Viele Menschen, die im gemeinnützigen Bereich tätig sind, möchten ihren Beitrag für eine bessere Welt leisten. Sie möchten anderen Menschen helfen, die Umwelt schützen oder die Welt auf andere Art und Weise zu einem besseren Ort machen. Manche tun dies, indem sie sich ehrenamtlich engagieren. Andere möchten dies langfristig in ihrem Berufsleben tun. Das Gefühl, anderen helfen zu wollen, kann aus Neigung und Interesse entstehen, aber auch aus einer persönlichen Betroffenheit.

Soziale Beziehungen

Die Arbeit in einem Team oder in einer Gruppe befriedigt soziale und kommunikative Bedürfnisse. Dazu zählt auch das Bedürfnis nach Anerkennung durch Mitmenschen, nach der Zugehörigkeit zu einer Gruppe von Gleichgesinnten, nach Freundschaften. Für viele junge Menschen, die nach einer Möglichkeit suchen, sich zu engagieren, ist der erste Besuch bei einer Gruppe von Gleichgesinnten ein einschneidendes Lebensereignis. Ob eine solche Person länger bleibt, hängt davon ab, ob ihr die Möglichkeit gegeben wird, soziale Bedürfnisse zu befriedigen. Eine gut funktionierende gemeinnützige Organisation vermittelt ihren Mitgliedern das Gefühl: Wir sind ein Team, und wir haben eine Mission. Du bist eine/r von uns! Wir brauchen Dich! Vorteilhaft ist, dass Tätigkeiten im gemeinnützigen Bereich in hohem Maße identitätsstiftend sind.
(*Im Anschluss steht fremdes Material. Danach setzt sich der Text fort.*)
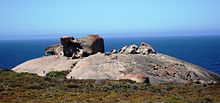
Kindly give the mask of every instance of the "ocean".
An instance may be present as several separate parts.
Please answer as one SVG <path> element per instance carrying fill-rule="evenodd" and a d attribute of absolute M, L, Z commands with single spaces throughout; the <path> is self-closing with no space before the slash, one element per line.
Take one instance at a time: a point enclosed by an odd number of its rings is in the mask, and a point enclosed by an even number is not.
<path fill-rule="evenodd" d="M 149 43 L 157 52 L 167 54 L 220 74 L 220 36 L 105 38 L 105 51 L 125 45 Z M 44 56 L 44 49 L 59 39 L 1 40 L 0 68 L 13 68 L 27 60 Z"/>

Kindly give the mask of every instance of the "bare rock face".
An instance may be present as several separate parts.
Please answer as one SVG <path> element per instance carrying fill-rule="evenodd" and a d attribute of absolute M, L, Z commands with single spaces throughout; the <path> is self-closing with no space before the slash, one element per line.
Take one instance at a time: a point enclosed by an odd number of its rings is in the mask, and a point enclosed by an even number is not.
<path fill-rule="evenodd" d="M 45 53 L 72 58 L 86 57 L 97 52 L 104 53 L 104 40 L 98 35 L 82 38 L 63 36 L 60 38 L 60 43 L 47 47 Z"/>
<path fill-rule="evenodd" d="M 66 71 L 72 70 L 79 59 L 68 59 L 66 57 L 58 57 L 55 55 L 44 56 L 41 58 L 26 61 L 12 70 L 15 72 L 35 73 L 39 76 L 46 76 L 50 71 Z"/>
<path fill-rule="evenodd" d="M 138 75 L 137 75 L 138 74 Z M 98 53 L 80 60 L 67 78 L 72 79 L 131 79 L 137 82 L 214 83 L 217 74 L 191 63 L 163 54 L 111 54 Z"/>

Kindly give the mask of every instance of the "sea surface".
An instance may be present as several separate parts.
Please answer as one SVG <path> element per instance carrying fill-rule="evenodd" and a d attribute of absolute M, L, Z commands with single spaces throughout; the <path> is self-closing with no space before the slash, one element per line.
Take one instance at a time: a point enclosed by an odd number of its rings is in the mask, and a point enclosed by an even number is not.
<path fill-rule="evenodd" d="M 220 74 L 220 36 L 105 38 L 105 51 L 125 45 L 149 43 L 160 53 L 194 63 Z M 44 49 L 57 40 L 1 40 L 0 68 L 13 68 L 27 60 L 44 56 Z"/>

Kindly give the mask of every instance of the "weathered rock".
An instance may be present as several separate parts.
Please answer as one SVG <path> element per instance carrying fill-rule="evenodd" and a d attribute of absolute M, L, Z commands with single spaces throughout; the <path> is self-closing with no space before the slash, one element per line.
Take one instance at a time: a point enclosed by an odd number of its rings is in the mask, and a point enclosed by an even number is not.
<path fill-rule="evenodd" d="M 116 49 L 113 49 L 113 50 L 111 51 L 111 53 L 112 53 L 112 54 L 115 54 L 115 53 L 117 53 L 117 50 L 116 50 Z"/>
<path fill-rule="evenodd" d="M 72 70 L 79 59 L 68 59 L 66 57 L 58 57 L 55 55 L 44 56 L 41 58 L 26 61 L 12 70 L 15 72 L 36 73 L 39 76 L 46 76 L 50 71 L 66 71 Z"/>
<path fill-rule="evenodd" d="M 130 45 L 128 46 L 123 53 L 125 54 L 137 54 L 138 46 L 137 45 Z"/>
<path fill-rule="evenodd" d="M 141 42 L 141 45 L 139 46 L 138 53 L 140 54 L 156 54 L 156 51 L 147 43 Z"/>
<path fill-rule="evenodd" d="M 137 45 L 124 46 L 118 50 L 121 54 L 156 54 L 156 51 L 147 43 L 141 42 L 141 45 L 138 47 Z"/>
<path fill-rule="evenodd" d="M 141 77 L 148 77 L 151 84 L 191 83 L 191 80 L 209 83 L 218 81 L 219 78 L 217 74 L 201 67 L 159 53 L 157 55 L 111 54 L 109 56 L 98 53 L 80 60 L 67 75 L 67 78 L 75 79 L 119 80 L 127 78 L 143 82 Z"/>
<path fill-rule="evenodd" d="M 66 45 L 72 45 L 74 42 L 75 38 L 72 36 L 62 36 L 60 38 L 60 43 L 64 46 Z"/>
<path fill-rule="evenodd" d="M 78 40 L 76 40 L 74 37 L 71 36 L 61 37 L 60 42 L 63 46 L 64 56 L 66 57 L 75 56 L 80 52 L 80 49 L 82 49 L 80 43 L 78 43 Z"/>
<path fill-rule="evenodd" d="M 118 53 L 121 53 L 121 54 L 124 53 L 127 47 L 128 47 L 127 45 L 122 47 L 121 49 L 118 50 Z"/>
<path fill-rule="evenodd" d="M 63 55 L 63 47 L 60 44 L 51 45 L 44 52 L 45 55 Z"/>
<path fill-rule="evenodd" d="M 72 58 L 86 57 L 97 52 L 104 53 L 104 40 L 98 35 L 88 35 L 82 38 L 63 36 L 60 38 L 60 43 L 61 45 L 47 47 L 45 53 Z"/>
<path fill-rule="evenodd" d="M 88 56 L 97 52 L 104 53 L 104 40 L 99 35 L 92 34 L 86 37 L 79 38 L 80 46 L 83 48 L 83 52 Z"/>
Persönliche Entfaltungsmöglichkeiten

Viele Menschen streben danach, ihre Persönlichkeit zu entfalten, Dinge zu lernen und Erfahrungen zu sammeln. Heutzutage spielt dieses Motiv besonders bei vielen jungen Menschen (Angehörigen der Generation »Y«) eine große Rolle, wenn sie Ihre Karriere und ihr Leben planen. Aus diesem Grund erfreuen sich beispielsweise Freiwilligendienste in fernen Ländern steigender Beliebtheit.

Infrastruktur

Damit eine Person einer Tätigkeit nachgehen kann, benötigt sie Ressourcen. Dazu gehören z. B. Räumlichkeiten, ein Arbeitsplatz und Arbeitsgeräte. Engagierte Menschen sind es in der Regel gewohnt, auch unter schwierigen Bedingungen zu arbeiten und auf Komfort zu verzichten. Ein Mindestmaß an Infrastruktur ist jedoch erforderlich, damit die Arbeit Spaß macht.

Vereinbarkeit

Dies bezieht sich auf die Frage, inwieweit eine Tätigkeit im gemeinnützigen Bereich mit anderen Lebensbereichen vereinbar ist. Betrachten wir eine junge Person, die sich freiwillig engagiert oder bei einer sozia­len Einrichtung ein Praktikum macht. Diese Person wird keinen oder nur einen geringen Lohn erhalten. Sie kann davon nicht ihre Miete bezahlen (ganz zu schweigen von Kleidung, Nahrung oder Hobbys). Das gleiche gilt für Sozialunternehmer/innen, die in der frühen Gründungsphase kein Geld verdienen. Vorübergehende Phasen der Selbstausbeutung sind im gemeinnützigen Bereich an der Tagesordnung. Langfristig funktioniert dieses Prinzip natürlich nicht. Dies gilt übrigens nicht nur für Praktikant/innen oder Gründer/innen. Auch viele angestellte Mitarbeiter/innen von gemeinnützigen Organisationen befinden sich in prekären Arbeitsverhältnissen. Sie arbeiten gegen einen geringen Lohn, müssen viele Überstunden machen und erhalten einen befristeten Projektvertrag nach dem anderen. Eine gute Organisation bietet ihren Mitarbeiter/innen langfristig die Möglichkeit, unter Wahrung eines gewissen Lebensstandards für sie zu arbeiten. Auch ehrenamtliches oder freiwilliges Engagement muss so gestaltet sein, dass es mit Studium, Beruf oder Familie zeitlich zu vereinbaren ist.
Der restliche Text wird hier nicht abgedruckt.